Certes, actuellement, la demande d’enquête relative à la situation afghane demeure ouverte, ce qui est une manière pour la CPI de prouver son indépendance. Mais il est indéniable que l’interdiction pour les membres du personnel de la CPI d’entrer aux États-Unis posera des difficultés au regard des liens étroits entre cette juridiction et l’ONU dont le siège est à New York, qu’il s’agisse des réunions de l’Assemblée des États parties à la CPI, de la présentation des rapports par le procureur sur les situations déférées par le Conseil de sécurité, ainsi que de la présentation du rapport par le président de la CPI des travaux de la Cour devant l'Assemblée générale.

Sur le plan juridique, le Gouvernement américain avait notifié le 2 mai 2002 son intention de ne pas devenir partie au Statut de Rome, insistant sur le point qu’ils n’avaient, conformément à l’article 18 a) de la Convention de Vienne sur le droit des traités de 1969, aucune obligation découlant de leur signature apposée le 31 décembre 2000. Par ailleurs, ils ne sont pas parties à l'Accord de 2002 sur les privilèges et immunités de la CPI . 

Les États-Unis sont-ils pour autant exemptés de l'obligation d'accorder au moins certains privilèges et immunités aux juges et aux autres membres du personnel de la CPI ? Il ne semble pas. En effet, la Cour – organisation internationale indépendante de l'ONU – a le statut d'observateur auprès des Nations Unies en vertu de la Résolution 58/318 de l'Assemblée générale du 13 septembre 2004 sur la coopération entre les deux organisations. Ses responsables invités à participer aux travaux de l'ONU doivent donc pouvoir jouir de certains des privilèges et immunités reconnus dans l’Accord de siège de 1947 entre l’ONU et les États-Unis, ce qui comprend le droit d'accéder au siège des Nations Unies. 

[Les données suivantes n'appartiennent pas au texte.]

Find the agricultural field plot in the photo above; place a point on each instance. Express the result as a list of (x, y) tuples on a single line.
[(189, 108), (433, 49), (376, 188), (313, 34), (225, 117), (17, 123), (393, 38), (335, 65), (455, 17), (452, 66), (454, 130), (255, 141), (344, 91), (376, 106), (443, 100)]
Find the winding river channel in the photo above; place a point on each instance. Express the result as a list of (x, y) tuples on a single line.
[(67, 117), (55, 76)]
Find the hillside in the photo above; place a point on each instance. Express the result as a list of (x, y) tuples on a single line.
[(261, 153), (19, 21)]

Outre les sanctions américaines, un second coup dur pour la CPI a été porté le 17 mars, avec le retrait officiel des Philippines. Là encore, ce n’est guère une surprise, puisque le président Rodrigo Duterte avait annoncé un an auparavant sa volonté de se retirer du Statut de Rome, conformément à l’article 127 et dans la lignée du retrait du Burundi effectif depuis le 27 octobre 2017.

L'examen préliminaire relatif à la situation aux Philippines a été annoncé le 8 février 2018. Il porte sur l'analyse des crimes qui auraient été commis dans cet État partie depuis le 1er juillet 2016 au moins, dans le cadre d’une véritable « guerre contre la drogue » lancée par le Gouvernement philippin. De fait, depuis l’arrivée au pouvoir du président Rodrigo Duterte, c'est dans un climat d'impunité que des milliers de personnes auraient été tuées, qu'il s'agisse de consommateurs de drogues ou de trafiquants. Si certains meurtres seraient survenus au cours de vagues de violence cautionnées par l’État entre gangs rivaux ou au sein de ceux-ci, d’autres concerneraient des exécutions extra-judiciaires perpétrées au cours d'opérations policières visant à une répression féroce du trafic de drogue. 

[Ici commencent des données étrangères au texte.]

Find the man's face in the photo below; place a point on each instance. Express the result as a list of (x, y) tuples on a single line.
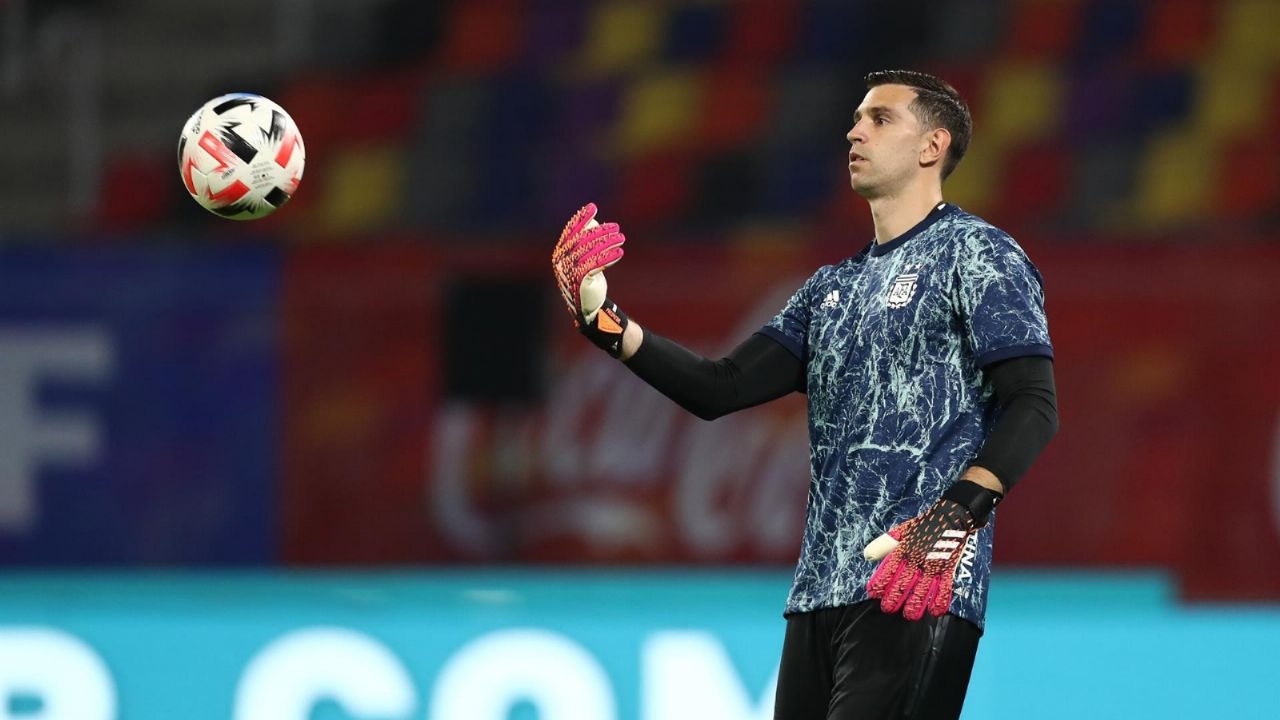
[(885, 142)]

Conformément au Statut de Rome, un tel retrait n’aura en principe aucune incidence ni sur la poursuite de l'examen de l’affaire entamée avant la date effective du retrait, ni sur l’obligation de coopération pesant sur le Gouvernement philippin. Le président Rodrigo Duterte a néanmoins
d'ores et déjà assuré que la « guerre contre la drogue » se poursuivrait au moins jusqu’à la fin de son mandat en 2022, si ce n’est au-delà, laissant entendre qu'il ne coopérerait pas avec la Cour.  

Si ces deux coups durs étaient attendus, reste à savoir comment la CPI pourra, à l'avenir, continuer son travail sereinement et efficacement, l’exigence d’impunité dans les cas des crimes les plus graves se heurtant aux obstacles de la mise en application de la justice internationale pénale. Après 17 ans d’existence, certains reprochent à cette juridiction sa sélectivité à l'égard des crimes et des accusés, tandis que d'autres la soupçonnent de corruption et de collusion avec les grandes puissances, autant de critiques rejaillissant négativement sur la CPI qui ne fera peut-être pas l'économie d'une profonde réforme.